11 Ekim 2008 Cumartesi

Chris Cornell-Tom Morello:The Nightwatchman-One Day As a Lion's-Gavin DeGraw


Chris Cornell
Chris Cornell ile Timbaland arkadaş olursa ne olur? Tabii ki daha popüler olma ihtimali olan işler ortaya çıkar.Ki ben Cornell'i Soundgarden ile de pek dinlemezdim.Ne zaman Auidoslave ilk albümü ile çıktı ve ortayı dağıttı ise o zaman sevdim ve sevgim orada kaldı. Belki "Billie Jean" coverı ile gönlümü biraz aldı ama bu son albümü hiç iyi tınlamadı. Tamam yeniliklere açılmak istiyor olabilir-değişik işler yapıp kendi sınırlarını aşmayı istiyor da olabilir-ama Auidoslave den sonra çıta sürekli düşüyor. Bu albüm satar mı satar. Genç ergen kızların ve erkeklerin odalarına poster asmaya hala ihtiyacı var!



Tom Morello:The Nightwatchman

R.A.T.M ve sonrasında Audioslave ile işler uzun ömürlü olmayınca "Solo" macerasına başlayan Tom Morello ilk albümü ile vasat bir folk rock albümü yapmıştı.İlk albümü "tek kişilik işkence" gibiydi neredeyse-yersiz bir albümdü-birisi ona yüreğinin sesini dinle senden folk star olur Tom demiş sanki o da gaza gelmişti. Ama Bob Dylan belgeseli izlemekle Dylan olunmazdı.Tom hem faka hem boka basmıştı. Bunun nedeni sürekli aynı söylemi (R.A.T.M tipi şarkıları) devam ettirip bunun üstüne daha sıradan şarkılar yazması idi. Çok iyi bir gitarist olmak ayrı şey-iyi şarkı yazmak-kalbe dokunmak ayrı şey. 2008 tarihli "The Fabled City" albümü bu açıdan ilk albümden daha iyi.
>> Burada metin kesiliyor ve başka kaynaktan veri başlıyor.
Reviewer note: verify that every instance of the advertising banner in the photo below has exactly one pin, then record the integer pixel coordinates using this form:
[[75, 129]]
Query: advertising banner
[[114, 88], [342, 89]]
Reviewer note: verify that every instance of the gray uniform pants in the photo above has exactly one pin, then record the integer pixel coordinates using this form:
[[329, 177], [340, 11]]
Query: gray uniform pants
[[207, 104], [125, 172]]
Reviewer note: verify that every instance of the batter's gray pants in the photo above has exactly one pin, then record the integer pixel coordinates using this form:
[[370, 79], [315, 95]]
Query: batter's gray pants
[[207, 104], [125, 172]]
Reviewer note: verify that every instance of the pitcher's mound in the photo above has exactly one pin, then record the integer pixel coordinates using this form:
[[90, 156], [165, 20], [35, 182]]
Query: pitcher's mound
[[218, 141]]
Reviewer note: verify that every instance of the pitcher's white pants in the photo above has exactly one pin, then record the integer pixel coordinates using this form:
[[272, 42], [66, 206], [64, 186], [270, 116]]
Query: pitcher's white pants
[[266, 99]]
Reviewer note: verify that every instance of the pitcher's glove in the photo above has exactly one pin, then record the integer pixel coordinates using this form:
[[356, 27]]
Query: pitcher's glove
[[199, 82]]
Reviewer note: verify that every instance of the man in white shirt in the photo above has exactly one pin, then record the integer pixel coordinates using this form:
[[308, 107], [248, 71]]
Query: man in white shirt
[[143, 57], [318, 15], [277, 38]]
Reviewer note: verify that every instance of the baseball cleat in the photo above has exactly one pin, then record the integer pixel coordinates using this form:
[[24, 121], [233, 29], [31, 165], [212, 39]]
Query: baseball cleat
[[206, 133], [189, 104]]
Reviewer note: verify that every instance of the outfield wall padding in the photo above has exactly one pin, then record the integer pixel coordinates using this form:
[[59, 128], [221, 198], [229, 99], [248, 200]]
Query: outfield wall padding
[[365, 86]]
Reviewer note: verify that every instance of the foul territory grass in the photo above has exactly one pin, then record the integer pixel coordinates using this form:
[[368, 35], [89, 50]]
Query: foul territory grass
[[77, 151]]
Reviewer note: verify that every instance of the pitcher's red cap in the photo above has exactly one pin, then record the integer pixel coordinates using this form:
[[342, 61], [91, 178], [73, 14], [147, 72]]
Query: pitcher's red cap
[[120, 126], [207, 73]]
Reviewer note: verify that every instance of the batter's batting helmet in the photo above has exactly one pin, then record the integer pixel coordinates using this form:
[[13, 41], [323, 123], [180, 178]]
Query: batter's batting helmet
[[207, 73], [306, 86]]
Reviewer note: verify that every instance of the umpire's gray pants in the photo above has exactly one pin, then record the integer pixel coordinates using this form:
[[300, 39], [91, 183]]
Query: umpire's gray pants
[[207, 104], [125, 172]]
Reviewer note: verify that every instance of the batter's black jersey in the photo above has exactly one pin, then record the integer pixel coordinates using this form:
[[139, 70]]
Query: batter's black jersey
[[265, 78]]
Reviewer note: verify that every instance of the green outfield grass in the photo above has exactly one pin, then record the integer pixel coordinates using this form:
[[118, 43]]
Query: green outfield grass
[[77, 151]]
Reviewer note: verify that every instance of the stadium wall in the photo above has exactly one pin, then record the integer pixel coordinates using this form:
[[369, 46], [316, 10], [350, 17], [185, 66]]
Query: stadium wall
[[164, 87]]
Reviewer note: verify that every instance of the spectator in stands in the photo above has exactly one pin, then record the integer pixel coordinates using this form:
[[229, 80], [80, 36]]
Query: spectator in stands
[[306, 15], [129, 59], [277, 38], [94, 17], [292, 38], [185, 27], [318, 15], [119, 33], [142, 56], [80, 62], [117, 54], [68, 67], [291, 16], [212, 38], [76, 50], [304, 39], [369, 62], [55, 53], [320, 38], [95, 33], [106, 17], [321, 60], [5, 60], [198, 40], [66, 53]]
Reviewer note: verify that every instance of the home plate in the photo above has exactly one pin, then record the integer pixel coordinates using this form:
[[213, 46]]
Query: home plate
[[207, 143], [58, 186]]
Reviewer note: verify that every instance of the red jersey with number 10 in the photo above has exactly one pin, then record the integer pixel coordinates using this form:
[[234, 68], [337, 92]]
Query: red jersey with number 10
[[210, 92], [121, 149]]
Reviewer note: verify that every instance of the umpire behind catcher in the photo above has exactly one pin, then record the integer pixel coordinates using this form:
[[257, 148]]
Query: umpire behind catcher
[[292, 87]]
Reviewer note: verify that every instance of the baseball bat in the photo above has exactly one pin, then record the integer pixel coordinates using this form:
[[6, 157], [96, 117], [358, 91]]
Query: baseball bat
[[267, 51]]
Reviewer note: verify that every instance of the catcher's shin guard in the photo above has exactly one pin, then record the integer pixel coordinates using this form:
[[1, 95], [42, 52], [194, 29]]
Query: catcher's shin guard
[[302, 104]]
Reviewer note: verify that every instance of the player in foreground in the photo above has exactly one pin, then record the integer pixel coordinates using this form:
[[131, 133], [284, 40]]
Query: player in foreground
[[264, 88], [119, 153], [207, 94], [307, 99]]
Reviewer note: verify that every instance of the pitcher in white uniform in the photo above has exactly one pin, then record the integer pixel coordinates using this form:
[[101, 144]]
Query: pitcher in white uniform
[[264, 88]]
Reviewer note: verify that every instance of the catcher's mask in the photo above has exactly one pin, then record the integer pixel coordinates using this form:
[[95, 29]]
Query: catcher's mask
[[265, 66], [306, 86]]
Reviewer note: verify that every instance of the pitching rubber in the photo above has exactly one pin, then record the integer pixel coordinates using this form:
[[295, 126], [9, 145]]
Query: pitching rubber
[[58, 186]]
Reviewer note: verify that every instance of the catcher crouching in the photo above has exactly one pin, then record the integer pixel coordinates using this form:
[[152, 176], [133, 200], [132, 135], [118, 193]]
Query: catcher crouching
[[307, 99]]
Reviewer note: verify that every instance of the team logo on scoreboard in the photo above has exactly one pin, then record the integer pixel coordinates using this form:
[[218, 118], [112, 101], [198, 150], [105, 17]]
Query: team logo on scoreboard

Hatta 6 ay önce Serj ile bir barda şarkı söylerken dinlemiştim bunları ve o şarkıyı aramıştım. O şarkı bu albümdenmiş- o zaman ortada yokmuş yani. O parça "Lazarus On Down". Ama o canlı performansta ki ruh yok.(bu parçanın ruhunu kaybetmesi olayının bir benzeri Pinhani'nin "Bir Anda" parçasının da başına gelmişti laf aramızda)Serj etkisi de şarkıda epey törpülenmiş-sanırım öne çıkması pek istenmemiş.İlkine göre daha iyi ama hala iyi olmayan hatta bir an önce bitmesi gereken bir solo proje bu. Bunca yergiye rağmen "The Fabled City" gibi "Whatever It Takes" gibi haydi eller havaya parçaları ve "Lazarus On Down" gibi güzellikler mevcut. Hatta albümün en iyisi "Lazarus On Down". Tom bir Soad şarkısı olan "roulette" yazacak kadar iyi besteci değil ama çok iyi bir gitarist ve bu şarkı da güzel bir şarkı.








Gavin DeGraw

"Follow Through" ile tanımıştım bu elemanı sanırım. Sonra "I don't want to be" de Chris Cornell'i bile hatırladım ucundan. in love with a girl ise sanki bir anadolu rock girişi gibi başlasada eğlenceli bir parça. Fena değil yani dinleyin.
www.myspace.com/gavindegraw

One Day As a Lion's
Zach de la Rocha R.A.T.M(Rage Against the Machine) dan ayrılınca.Solo yapacaktı doğal olarak. Aslında bir grubun dağılması ile genelde solist ayakta kalır genellemesi Rage Against the Machine geçerli olmadı pek. Çünkü çok da matah işler çıkmadı Zach de la Rocha dan. Yani Dead Kennedys dinlerim. Black Flag dinlerim. Yinede Zach de la Rocha ve The Mars Volta'dan ayrılan Jon Theodore 'nin aynı projede buluşması ilgi çekici olabilir diye düşündüm. Çünkü son dönem rock davulcuları arasında çalışından haz aldığım sayılı davulculardandır kendisi. Hatta Lars Ulrich bile son zamanlarda en beğendiğim davulcu diyordu bir yerde kendisi ile ilgili.(Mars voltanın ikinci albüm zamanlarında) Sonuç olarak Rage Against the Machine'nın külleri ne kadar alev etkisi yapar. Çünkü One Day As a Lion's kıvılcım bile çıkaracak güçte değil. Orta halli bir proje grubu. Dinlemekte yinede fayda var.

2 yorum:

dadagu dedi ki...

ratm güzel bir 'şey' olsa da, sürüp gidecek bir 'şey' e benzemiyordu.sürmedi de. morello'yu (müziğini yani) sevemedim pek. cornell o fotoğrafta ne görmüş de şaşırmış olabilir, meraka sardım kendimi.audioslave iyiydi,hoştu, ama bu adamların evelce yaptıkları işleri bilmeyen birisi için "abi şöyle bir grup var al dinle" deyip ve verilecek kıvamdaydı daha ziyade.kendilerini çok yıpratmasalar bari, eski gruplarını dağıtalı beri yaptıkları işler güdük duruyor.

Şehirli Derviş dedi ki...

@dadagu

solo projelerin coğu fason ne yazık ki!